In Mullen’s 1986 study of the influential effects of Newscaster expressions on presidential elections, the conclusion is that, micro facial expressions have a significant impact on peoples attract/repulse mechanism. A newscaster’s clear positive favouritism towards one candidate was shown to influence voting patterns. The study noted that this was in spite of the tendency of the news channel in question to run negative stories about the candidate. The positive micro expressions seemed to be more influential than the negative words expressed. As far back as 1980 Wells & Petty illustrated how facial impression and movement of the head (nodding agreement) can be influenced by “senders” of energy and this in turn influences decision making and mood.
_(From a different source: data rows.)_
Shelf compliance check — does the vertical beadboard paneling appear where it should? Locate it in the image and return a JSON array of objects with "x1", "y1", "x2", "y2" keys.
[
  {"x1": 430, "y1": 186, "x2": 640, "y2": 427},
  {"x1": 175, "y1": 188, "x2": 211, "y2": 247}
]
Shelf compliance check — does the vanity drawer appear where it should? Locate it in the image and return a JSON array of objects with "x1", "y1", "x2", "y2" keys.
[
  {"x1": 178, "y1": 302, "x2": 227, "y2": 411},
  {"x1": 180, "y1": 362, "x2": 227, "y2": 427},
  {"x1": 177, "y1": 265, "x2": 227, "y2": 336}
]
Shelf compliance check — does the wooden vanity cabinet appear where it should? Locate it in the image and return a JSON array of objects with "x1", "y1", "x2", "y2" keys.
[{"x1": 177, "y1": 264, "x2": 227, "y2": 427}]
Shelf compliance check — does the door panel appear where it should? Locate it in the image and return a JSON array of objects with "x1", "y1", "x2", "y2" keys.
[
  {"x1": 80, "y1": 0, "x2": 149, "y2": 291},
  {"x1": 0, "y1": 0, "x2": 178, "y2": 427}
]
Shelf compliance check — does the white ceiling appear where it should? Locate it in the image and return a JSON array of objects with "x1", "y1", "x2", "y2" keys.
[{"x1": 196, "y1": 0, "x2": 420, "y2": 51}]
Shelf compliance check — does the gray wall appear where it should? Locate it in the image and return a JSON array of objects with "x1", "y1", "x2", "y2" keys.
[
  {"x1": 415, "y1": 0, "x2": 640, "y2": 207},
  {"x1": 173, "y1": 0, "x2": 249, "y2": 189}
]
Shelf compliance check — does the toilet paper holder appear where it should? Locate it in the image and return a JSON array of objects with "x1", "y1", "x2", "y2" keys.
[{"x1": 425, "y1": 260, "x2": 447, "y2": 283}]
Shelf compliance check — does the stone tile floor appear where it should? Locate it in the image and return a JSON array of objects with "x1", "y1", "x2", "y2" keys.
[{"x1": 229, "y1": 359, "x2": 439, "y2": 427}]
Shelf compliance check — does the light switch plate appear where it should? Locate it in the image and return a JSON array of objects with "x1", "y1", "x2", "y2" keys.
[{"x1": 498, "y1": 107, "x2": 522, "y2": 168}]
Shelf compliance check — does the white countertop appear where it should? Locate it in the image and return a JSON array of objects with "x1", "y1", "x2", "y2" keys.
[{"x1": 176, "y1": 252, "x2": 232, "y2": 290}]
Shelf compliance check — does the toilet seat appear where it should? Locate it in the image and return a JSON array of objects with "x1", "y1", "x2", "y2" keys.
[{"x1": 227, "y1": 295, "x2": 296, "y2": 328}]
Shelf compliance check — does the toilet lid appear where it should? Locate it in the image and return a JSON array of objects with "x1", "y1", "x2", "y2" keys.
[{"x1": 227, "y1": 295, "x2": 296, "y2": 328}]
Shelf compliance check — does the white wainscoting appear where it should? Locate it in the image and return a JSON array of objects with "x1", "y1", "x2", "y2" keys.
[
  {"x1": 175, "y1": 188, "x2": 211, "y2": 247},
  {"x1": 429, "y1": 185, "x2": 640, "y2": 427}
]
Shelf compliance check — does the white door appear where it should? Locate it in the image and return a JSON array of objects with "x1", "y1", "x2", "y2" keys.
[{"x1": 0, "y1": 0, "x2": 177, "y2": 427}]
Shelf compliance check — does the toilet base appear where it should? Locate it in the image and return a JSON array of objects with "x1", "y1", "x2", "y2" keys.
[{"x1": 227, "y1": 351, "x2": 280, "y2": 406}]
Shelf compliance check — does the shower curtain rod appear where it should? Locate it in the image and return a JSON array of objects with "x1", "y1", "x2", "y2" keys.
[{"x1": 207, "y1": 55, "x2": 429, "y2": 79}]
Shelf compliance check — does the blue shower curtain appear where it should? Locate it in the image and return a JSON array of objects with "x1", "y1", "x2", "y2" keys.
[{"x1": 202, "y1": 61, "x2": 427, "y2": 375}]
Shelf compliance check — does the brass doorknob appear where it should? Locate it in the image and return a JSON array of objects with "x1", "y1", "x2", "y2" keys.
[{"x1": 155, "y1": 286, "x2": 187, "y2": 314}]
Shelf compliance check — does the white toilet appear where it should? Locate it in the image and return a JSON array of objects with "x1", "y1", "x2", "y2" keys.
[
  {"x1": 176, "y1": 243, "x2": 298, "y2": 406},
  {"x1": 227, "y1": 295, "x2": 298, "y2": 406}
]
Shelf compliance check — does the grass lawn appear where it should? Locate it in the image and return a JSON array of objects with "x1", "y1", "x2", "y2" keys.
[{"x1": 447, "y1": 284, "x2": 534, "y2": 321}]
Positive and negative emotions are as much an outside in as an inside out mechanism.

In 2005 Losada studied a number of management teams formulating business plans. He observed the relationship between the volume of positive expressions to negative expressions between team members (both verbal and non verbal). He then looked at the performance of the teams in the following period and found that the transmission of positive and negative energy, through words and non verbal expression, was shown to lead to a state of flourishing, if the ratio was greater than 2.9. In that study flourishing was defined as the profitability of the team as well as customer and staff satisfaction. In a 2004 study Shelly found that when there is a supportive network of people, to share positive events with, it is the sharing and rejoicing of an event that leads to greater wellbeing than the event itself. The degree to which positive, affirming words and body language are used in relation to sharing an event predicts the level to which wellbeing is raised.
Barbara Fredrickson has spent many years investigating the effects of positive emotions such as joy, interest, contentment and love and has concluded the following:
– They allow us to think in a broad expansive manner
– They undo the effects of negative emotions on physiology, the way you think and the way you act
– They build intellectual, physical, social and psychological resources; and
– They create a virtuous spiral of emotions leading to increasing levels of wellbeing.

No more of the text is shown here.